Already the whole financial fabric of the world was staggering when that occurred. With the destruction of the American fleet in the North Atlantic, and the smashing conflict that ended the naval existence of Germany in the North Sea, with the burning and wrecking of billions of pounds' worth of property in the four cardinal cities of the world, the fact of the hopeless costliness of war came home for the first time, came, like a blow in the face, to the consciousness of mankind. Credit went down in a wild whirl of selling. Everywhere appeared a phenomenon that had already in a mild degree manifested itself in preceding periods of panic; a desire to SECURE AND HOARD GOLD before prices reached bottom. But now it spread like wild-fire, it became universal. Above was visible conflict and destruction; below something was happening far more deadly and incurable to the flimsy fabric of finance and commercialism in which men had so blindly put their trust. As the airships fought above, the visible gold supply of the world vanished below. An epidemic of private cornering and universal distrust swept the world. In a few weeks, money, except for depreciated paper, vanished into vaults, into holes, into the walls of houses, into ten million hiding-places. Money vanished, and at its disappearance trade and industry came to an end. The economic world staggered and fell dead. It was like the stroke of some disease it was like the water vanishing out of the blood of a living creature; it was a sudden, universal coagulation of intercourse....

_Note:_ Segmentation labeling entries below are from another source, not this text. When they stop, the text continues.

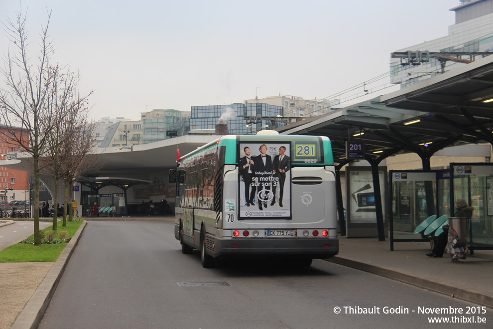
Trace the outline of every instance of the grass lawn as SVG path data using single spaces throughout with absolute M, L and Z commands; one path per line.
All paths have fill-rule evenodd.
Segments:
M 66 231 L 67 238 L 72 238 L 77 231 L 82 221 L 67 222 L 67 226 L 62 227 L 61 222 L 57 225 L 57 231 Z M 52 226 L 42 230 L 51 231 Z M 34 238 L 33 234 L 30 237 Z M 16 243 L 0 251 L 0 263 L 23 263 L 27 262 L 55 262 L 67 243 L 42 244 L 35 246 L 25 243 Z

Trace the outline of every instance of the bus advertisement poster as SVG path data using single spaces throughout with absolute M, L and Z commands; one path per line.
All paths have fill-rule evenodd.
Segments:
M 291 144 L 240 144 L 240 217 L 291 218 Z

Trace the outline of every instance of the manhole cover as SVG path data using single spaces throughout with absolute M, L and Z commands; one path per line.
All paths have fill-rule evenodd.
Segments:
M 227 283 L 223 282 L 177 282 L 180 287 L 219 287 L 221 286 L 229 286 Z

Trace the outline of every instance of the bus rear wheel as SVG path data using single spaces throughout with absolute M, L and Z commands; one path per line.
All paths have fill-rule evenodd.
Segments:
M 193 248 L 183 242 L 183 227 L 180 223 L 180 243 L 181 244 L 181 253 L 191 254 Z
M 200 231 L 200 259 L 202 262 L 202 267 L 206 269 L 214 267 L 215 265 L 214 259 L 206 253 L 205 249 L 205 231 L 203 227 Z

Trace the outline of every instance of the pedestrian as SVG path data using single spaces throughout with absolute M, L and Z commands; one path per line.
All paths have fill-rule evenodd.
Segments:
M 94 206 L 93 207 L 92 214 L 93 217 L 96 217 L 96 214 L 98 213 L 98 203 L 94 202 Z

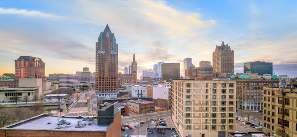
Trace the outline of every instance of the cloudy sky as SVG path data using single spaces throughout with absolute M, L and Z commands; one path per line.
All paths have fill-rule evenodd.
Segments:
M 95 43 L 106 24 L 119 45 L 119 69 L 138 72 L 158 62 L 198 66 L 222 40 L 243 63 L 273 63 L 276 74 L 297 75 L 296 0 L 6 0 L 0 3 L 0 74 L 21 55 L 41 58 L 46 75 L 95 71 Z

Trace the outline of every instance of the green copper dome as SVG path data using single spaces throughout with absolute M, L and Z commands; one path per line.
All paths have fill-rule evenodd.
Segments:
M 231 76 L 231 77 L 230 77 L 230 79 L 233 79 L 233 78 L 236 78 L 236 76 L 235 76 L 235 75 L 232 75 Z
M 273 72 L 273 75 L 271 76 L 271 79 L 279 79 L 277 77 L 277 76 L 276 76 L 274 74 L 274 72 Z
M 247 74 L 247 73 L 246 73 L 246 74 L 244 76 L 244 79 L 250 79 L 249 78 L 249 76 L 248 76 L 248 74 Z

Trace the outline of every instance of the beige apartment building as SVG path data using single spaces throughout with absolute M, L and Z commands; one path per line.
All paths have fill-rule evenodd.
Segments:
M 236 82 L 172 81 L 171 118 L 181 137 L 227 137 L 235 132 Z
M 297 137 L 297 90 L 263 88 L 263 132 L 276 137 Z

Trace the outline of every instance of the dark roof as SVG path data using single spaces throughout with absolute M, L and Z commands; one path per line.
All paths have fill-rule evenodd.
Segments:
M 18 58 L 18 59 L 17 59 L 17 61 L 20 61 L 22 59 L 24 59 L 24 60 L 25 61 L 34 61 L 35 60 L 35 59 L 36 59 L 36 58 L 39 59 L 40 60 L 40 61 L 42 63 L 43 63 L 43 62 L 42 61 L 42 60 L 41 60 L 41 58 L 36 58 L 36 57 L 29 56 L 21 56 Z
M 104 31 L 103 31 L 103 36 L 105 36 L 107 33 L 108 33 L 109 37 L 112 36 L 112 33 L 111 32 L 111 31 L 110 31 L 109 27 L 108 27 L 108 25 L 106 24 L 106 26 L 104 29 Z

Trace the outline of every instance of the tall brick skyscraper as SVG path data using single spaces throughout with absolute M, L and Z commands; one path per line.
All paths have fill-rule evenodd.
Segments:
M 96 85 L 98 98 L 117 97 L 118 44 L 108 25 L 96 42 Z
M 14 66 L 16 80 L 32 77 L 45 80 L 45 63 L 40 58 L 21 56 L 14 60 Z
M 212 53 L 212 67 L 214 78 L 230 78 L 234 74 L 234 51 L 224 41 Z
M 135 54 L 133 54 L 133 61 L 131 63 L 131 76 L 132 84 L 137 84 L 137 63 L 135 61 Z

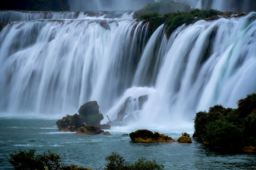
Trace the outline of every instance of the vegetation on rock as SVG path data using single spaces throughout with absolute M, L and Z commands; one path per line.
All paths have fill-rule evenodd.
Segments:
M 144 158 L 139 159 L 134 163 L 131 164 L 126 161 L 124 158 L 116 152 L 106 157 L 108 163 L 104 170 L 161 170 L 164 165 L 156 164 L 155 160 L 148 160 Z
M 36 150 L 28 151 L 15 151 L 15 154 L 10 154 L 8 162 L 12 165 L 15 170 L 57 170 L 64 165 L 60 154 L 57 154 L 49 151 L 47 153 L 36 154 Z
M 184 132 L 184 133 L 182 133 L 182 135 L 183 136 L 187 136 L 188 137 L 190 137 L 190 135 L 189 134 L 188 134 L 186 132 Z
M 157 12 L 163 15 L 169 12 L 175 12 L 177 11 L 188 12 L 191 7 L 188 5 L 174 2 L 172 0 L 162 0 L 160 2 L 149 4 L 144 8 L 135 11 L 133 17 L 139 19 L 143 15 L 149 13 Z
M 194 9 L 190 12 L 177 11 L 167 13 L 161 15 L 156 12 L 141 16 L 139 20 L 145 20 L 149 23 L 149 32 L 152 33 L 158 27 L 164 24 L 165 33 L 167 38 L 178 27 L 183 24 L 189 25 L 201 19 L 206 21 L 218 19 L 219 15 L 223 13 L 217 10 L 200 10 Z
M 192 140 L 189 136 L 185 136 L 182 133 L 182 136 L 179 137 L 179 138 L 177 140 L 178 142 L 179 143 L 192 143 Z M 188 135 L 189 135 L 189 134 Z
M 169 142 L 174 140 L 168 136 L 158 132 L 153 133 L 146 129 L 138 130 L 130 133 L 129 136 L 132 141 L 139 142 Z
M 68 0 L 2 0 L 0 10 L 69 11 Z
M 205 144 L 244 151 L 256 151 L 256 94 L 239 100 L 236 109 L 216 105 L 196 113 L 194 137 Z M 247 149 L 248 150 L 248 149 Z
M 15 170 L 91 170 L 74 165 L 65 166 L 60 154 L 53 153 L 49 151 L 47 153 L 44 152 L 43 154 L 36 154 L 34 149 L 26 151 L 20 149 L 18 153 L 16 151 L 14 153 L 10 154 L 10 158 L 7 159 Z M 104 170 L 161 170 L 164 168 L 162 164 L 158 164 L 155 160 L 149 161 L 144 158 L 139 159 L 134 163 L 130 163 L 116 152 L 112 152 L 105 159 L 108 163 Z

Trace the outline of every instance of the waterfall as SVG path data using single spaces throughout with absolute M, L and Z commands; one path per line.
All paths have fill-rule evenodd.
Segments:
M 134 11 L 0 11 L 0 23 L 36 19 L 85 18 L 88 17 L 102 18 L 132 19 Z
M 0 32 L 0 116 L 59 118 L 96 100 L 113 120 L 129 98 L 127 123 L 172 126 L 256 91 L 256 13 L 183 25 L 168 39 L 163 25 L 150 37 L 147 30 L 90 17 L 9 24 Z

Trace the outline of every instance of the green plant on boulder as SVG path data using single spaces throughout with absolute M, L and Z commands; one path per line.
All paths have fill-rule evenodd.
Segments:
M 161 15 L 156 12 L 147 13 L 140 16 L 139 20 L 145 19 L 149 22 L 148 29 L 149 33 L 152 33 L 159 26 L 164 24 L 165 34 L 167 38 L 178 27 L 183 24 L 188 25 L 196 21 L 204 19 L 215 20 L 218 16 L 223 13 L 217 10 L 201 10 L 193 9 L 190 12 L 170 12 Z
M 188 134 L 186 132 L 184 132 L 184 133 L 182 133 L 182 135 L 183 136 L 187 136 L 188 137 L 190 137 L 190 135 L 189 134 Z
M 205 144 L 239 150 L 256 147 L 256 94 L 238 102 L 237 109 L 216 105 L 194 119 L 195 136 Z
M 139 159 L 134 163 L 130 163 L 115 152 L 105 159 L 108 162 L 104 170 L 161 170 L 164 167 L 162 164 L 158 164 L 155 160 L 149 161 L 144 158 Z
M 78 110 L 79 116 L 86 117 L 89 114 L 99 113 L 100 106 L 97 101 L 91 101 L 85 103 L 80 107 Z
M 87 115 L 87 123 L 89 125 L 100 125 L 100 121 L 104 119 L 101 113 Z

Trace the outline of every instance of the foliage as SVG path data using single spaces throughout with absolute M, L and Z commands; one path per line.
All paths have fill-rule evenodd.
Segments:
M 67 166 L 63 167 L 59 170 L 91 170 L 91 168 L 85 168 L 78 166 L 77 165 L 72 165 Z
M 8 162 L 15 170 L 44 170 L 46 167 L 49 170 L 57 170 L 64 164 L 60 154 L 57 154 L 50 151 L 42 154 L 36 155 L 36 150 L 30 149 L 28 151 L 22 151 L 15 154 L 10 154 Z
M 155 30 L 162 24 L 165 27 L 165 33 L 167 38 L 172 33 L 183 24 L 186 25 L 194 23 L 201 20 L 207 21 L 218 18 L 218 15 L 223 13 L 220 11 L 213 9 L 201 10 L 194 9 L 190 12 L 181 12 L 166 13 L 161 16 L 156 12 L 147 13 L 140 16 L 139 19 L 145 19 L 149 23 L 149 30 L 150 33 Z
M 188 134 L 186 132 L 184 132 L 184 133 L 182 133 L 182 135 L 183 136 L 187 136 L 188 137 L 190 137 L 190 135 L 189 134 Z
M 130 164 L 116 152 L 112 152 L 105 159 L 108 163 L 104 170 L 161 170 L 164 168 L 163 165 L 158 164 L 155 160 L 149 161 L 144 158 L 139 159 L 133 164 Z
M 98 114 L 99 108 L 96 101 L 87 102 L 80 107 L 78 110 L 79 115 L 86 117 L 89 114 Z
M 199 112 L 194 119 L 196 136 L 210 145 L 238 149 L 256 146 L 256 94 L 238 102 L 237 109 L 216 105 Z
M 140 17 L 142 20 L 145 20 L 149 22 L 148 31 L 152 34 L 164 22 L 162 16 L 156 12 L 148 13 L 143 15 Z
M 139 159 L 134 164 L 129 165 L 129 170 L 140 170 L 146 169 L 147 170 L 161 170 L 164 168 L 162 164 L 158 165 L 155 160 L 149 161 L 144 158 Z
M 175 12 L 177 11 L 188 12 L 191 10 L 191 7 L 189 5 L 176 2 L 172 0 L 162 0 L 158 2 L 149 4 L 143 8 L 135 11 L 134 17 L 139 18 L 143 15 L 154 12 L 163 15 L 169 12 Z
M 89 125 L 100 124 L 100 121 L 103 119 L 104 119 L 104 117 L 102 113 L 87 115 L 87 123 Z
M 128 169 L 129 165 L 123 157 L 116 152 L 106 157 L 105 159 L 108 163 L 106 165 L 104 170 L 122 170 Z

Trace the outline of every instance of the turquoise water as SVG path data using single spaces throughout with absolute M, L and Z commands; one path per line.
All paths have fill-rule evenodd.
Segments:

And as the credit system, that had been the living fortress of the scientific civilisation, reeled and fell upon the millions it had held together in economic relationship, as these people, perplexed and helpless, faced this marvel of credit utterly destroyed, the airships of Asia, countless and relentless, poured across the heavens, swooped eastward to America and westward to Europe. The page of history becomes a long crescendo of battle. The main body of the British-Indian air-fleet perished upon a pyre of blazing antagonists in Burmah; the Germans were scattered in the great battle of the Carpathians; the vast peninsula of India burst into insurrection and civil war from end to end, and from Gobi to Morocco rose the standards of the "Jehad." For some weeks of warfare and destruction it seemed as though the Confederation of Eastern Asia must needs conquer the world, and then the jerry-built "modern" civilisation of China too gave way under the strain. The teeming and peaceful population of China had been "westernised" during the opening years of the twentieth century with the deepest resentment and reluctance; they had been dragooned and disciplined under Japanese and European—influence into an acquiescence with sanitary methods, police controls, military service, and wholesale process of exploitation against which their whole tradition rebelled. Under the stresses of the war their endurance reached the breaking point, the whole of China rose in incoherent revolt, and the practical destruction of the central government at Pekin by a handful of British and German airships that had escaped from the main battles rendered that revolt invincible. In Yokohama appeared barricades, the black flag and the social revolution. With that the whole world became a welter of conflict.